In reality, such a system is virtually unattainable—and probably not even practical. After all, the world outside the warehouse is not uniform. Demand fluctuates. Suppliers change their delivery schedules. Customers modify their orders. Staff members are absent. Machines require maintenance. Traffic causes delays. Seasonal peaks alter the order structure.
The key capability of a modern warehouse, therefore, is not to completely prevent deviations. It is to be able to handle deviations. This makes resilience an important component of modern intralogistics.
A resilient process may temporarily fall out of sync. What matters is that it returns to a stable state.
What a WMS Should Really Be Capable Of
From the perspective of the queue, several requirements for a modern warehouse management system can be derived.
- Transparency: Process statuses must be visible in the most up-to-date form possible. Only what is visible can be analyzed and controlled.
- Prioritization: Not every order is equally urgent. Software should be able to account for different priorities and business rules.
- Capacity awareness. A system should not only know what work is pending but also which resources are actually available for it.
- Dynamism: The optimal decision at 10 a.m. may already be different by 11 a.m. Modern warehouse control must therefore be able to react to changing situations.
- Holistic Approach. A process must not be optimized in isolation if doing so creates a larger bottleneck elsewhere.
- Actionability: Data must be turned into decisions. The most important metric is not necessarily the amount of information stored. What matters is whether this information leads to better operational decisions.
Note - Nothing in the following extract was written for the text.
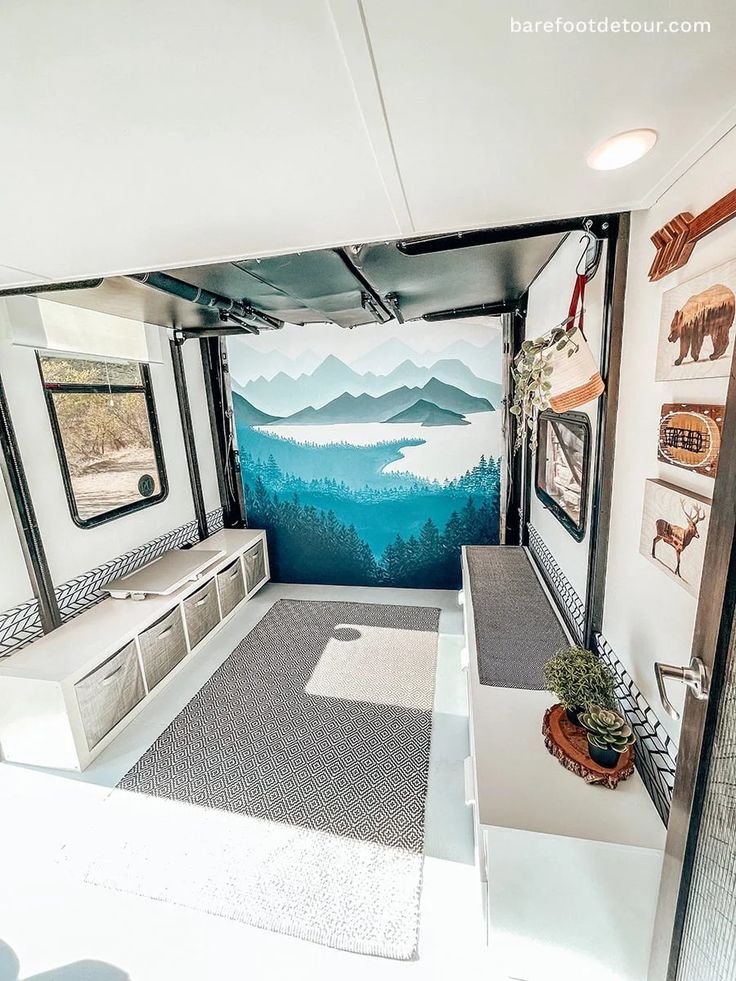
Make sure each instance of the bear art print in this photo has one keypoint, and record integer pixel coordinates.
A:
(696, 337)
Congestion Is Not the Enemy
Perhaps this is the most important insight of queueing theory:
A traffic jam isn’t necessarily the enemy. It’s an indicator that supply and demand for capacity aren’t aligned somewhere. It reveals where a system is under strain. And it can draw attention to the fact that a supposedly optimal utilization level actually leaves too little leeway.
Those who view queues solely as waste may try to eliminate them at any cost.
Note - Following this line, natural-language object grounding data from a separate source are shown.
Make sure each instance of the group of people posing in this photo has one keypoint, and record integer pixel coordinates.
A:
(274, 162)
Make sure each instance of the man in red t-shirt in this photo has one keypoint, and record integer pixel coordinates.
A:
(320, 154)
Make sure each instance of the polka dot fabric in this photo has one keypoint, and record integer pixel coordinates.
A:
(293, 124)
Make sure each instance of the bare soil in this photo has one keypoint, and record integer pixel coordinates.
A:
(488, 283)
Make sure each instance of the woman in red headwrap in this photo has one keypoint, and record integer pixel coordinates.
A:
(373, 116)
Those who see them as information ask a different question:
What is this queue trying to tell us about our process?
Perhaps a resource is incorrectly sized. Perhaps priorities aren’t clearly defined. Perhaps there’s a lack of transparency. Perhaps the actual bottleneck lies somewhere else entirely. Or perhaps the queue is simply the normal price to pay for a complex system having to deal with a fluctuating reality.
Good logistics leaves room to breathe
An efficient warehouse is not a system where no one ever waits. It is a system where waiting is understood.
Where bottlenecks are identifiable. Where buffers are used intentionally. Where capacities are utilized not just to the maximum, but in a sensible way. Where orders can be prioritized and processes dynamically controlled. Warehouse management therefore means more than inventory management and more than the digital mapping of individual warehouse processes.
It means organizing movement within a system that can never be fully planned.
Perhaps that is precisely the true philosophy of the queue: Not every delay is a mistake. Not all unused capacity is waste. And not every instance of maximum utilization is a success. Sometimes, a little breathing room in the system is what’s needed for it to function faster, more stably, and more reliably overall. And sometimes, a bottleneck in the warehouse tells us more about the quality of our processes than even the most impressive productivity metric.
Ultimately, what always matters is this insight:
The more efficient a warehouse is supposed to become, the more important the ability to deal with inefficiency becomes.